There's little left. The scale factor (vae.config.scale_factor) of the VAE itself must be taken into account, a value set at 0.18215. Once the tensor is normalized we can decode it using vae.decode() to take it out of latent space and put it into image space.

  • Python
latents = latents / vae.config.scale_factor
with torch.no_grad():
  images = vae.decode(latents).sample

We still have a tensor, but it is no longer inside the Matrix. This tensor has values ranging from -1 to 1, so we first normalize it to a range from 0 to 1.

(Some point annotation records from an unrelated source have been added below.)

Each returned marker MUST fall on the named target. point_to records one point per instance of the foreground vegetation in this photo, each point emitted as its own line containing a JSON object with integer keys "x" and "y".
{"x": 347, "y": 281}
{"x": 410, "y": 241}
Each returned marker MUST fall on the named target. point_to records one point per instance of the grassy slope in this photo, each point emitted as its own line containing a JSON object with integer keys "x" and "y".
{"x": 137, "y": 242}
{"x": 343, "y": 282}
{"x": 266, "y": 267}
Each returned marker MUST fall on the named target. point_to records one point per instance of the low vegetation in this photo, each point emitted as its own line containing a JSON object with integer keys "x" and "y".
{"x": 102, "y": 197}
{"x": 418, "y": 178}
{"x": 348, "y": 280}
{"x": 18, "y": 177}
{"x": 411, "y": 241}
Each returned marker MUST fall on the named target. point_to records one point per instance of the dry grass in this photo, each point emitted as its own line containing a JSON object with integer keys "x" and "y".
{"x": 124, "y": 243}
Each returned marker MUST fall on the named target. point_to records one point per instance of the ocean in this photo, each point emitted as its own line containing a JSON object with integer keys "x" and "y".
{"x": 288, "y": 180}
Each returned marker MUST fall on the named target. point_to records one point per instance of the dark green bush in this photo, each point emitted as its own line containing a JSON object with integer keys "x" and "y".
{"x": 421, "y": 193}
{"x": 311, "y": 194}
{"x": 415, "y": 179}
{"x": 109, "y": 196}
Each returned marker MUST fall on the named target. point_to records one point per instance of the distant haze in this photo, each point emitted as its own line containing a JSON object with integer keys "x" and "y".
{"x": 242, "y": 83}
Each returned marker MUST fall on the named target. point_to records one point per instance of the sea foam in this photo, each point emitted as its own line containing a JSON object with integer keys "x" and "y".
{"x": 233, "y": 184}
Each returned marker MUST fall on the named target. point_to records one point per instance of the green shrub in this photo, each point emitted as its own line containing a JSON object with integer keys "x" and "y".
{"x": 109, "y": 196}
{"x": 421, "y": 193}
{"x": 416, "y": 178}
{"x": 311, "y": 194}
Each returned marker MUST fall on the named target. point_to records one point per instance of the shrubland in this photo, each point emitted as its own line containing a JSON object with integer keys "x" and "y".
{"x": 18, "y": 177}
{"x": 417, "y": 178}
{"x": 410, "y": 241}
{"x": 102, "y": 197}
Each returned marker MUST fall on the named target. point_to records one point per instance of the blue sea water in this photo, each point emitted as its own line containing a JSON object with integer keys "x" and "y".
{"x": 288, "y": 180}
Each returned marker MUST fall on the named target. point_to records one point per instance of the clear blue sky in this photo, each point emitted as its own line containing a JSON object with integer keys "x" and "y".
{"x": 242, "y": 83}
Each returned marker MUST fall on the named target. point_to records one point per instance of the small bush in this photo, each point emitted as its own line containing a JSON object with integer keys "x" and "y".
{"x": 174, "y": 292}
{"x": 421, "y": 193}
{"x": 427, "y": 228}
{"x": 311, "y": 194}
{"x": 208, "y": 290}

We could perform calculations to convert these values into RGB values but let's allow torchvision to handle that. We use its ToPILImage transformation to convert the torch tensor into a pillow image (or multiple images, depending on the batch_size). The save() method from Pillow will take care of saving the images to disk.

  • Python
images = (images / 2 + 0.5).clamp(0, 1)

to_pil = ToPILImage()

for i in range(1, batch_size + 1):
  image = to_pil(images[i])
  image.save(f'image_{i}.png')

Run python inference.py... and we can now see our gorgeous and perfect image!

Dog in a Batman costume
Well... okay, it's a churro. It would be necessary to improve the prompt, change the model...

Conclusion

We have seen what components a Stable Diffusion model is composed of and also what results they produce so that we can connect them together. Thanks to the diffusers library we have been able to abstract the code enough to not have to reinvent the wheel from scratch, but also not remain on the surface without understanding anything.

In diffusers we have pipelines like the one in Stable Diffusion to run the inference process in a couple of lines:

  • Python
import torch
from diffusers import StableDiffusionPipeline

pipe = StableDiffusionPipeline.from_pretrained('runwayml/stable-diffusion-v1-5').to('cuda')
image = pipe('dog in batman costume').images[0]

It could be said that we have implemented our own pipeline, in which we can interchange components such as the scheduler or the VAE.

I hope you didn't find it too complicated and that this article has been helpful to understand how the Stable Diffusion inference process works.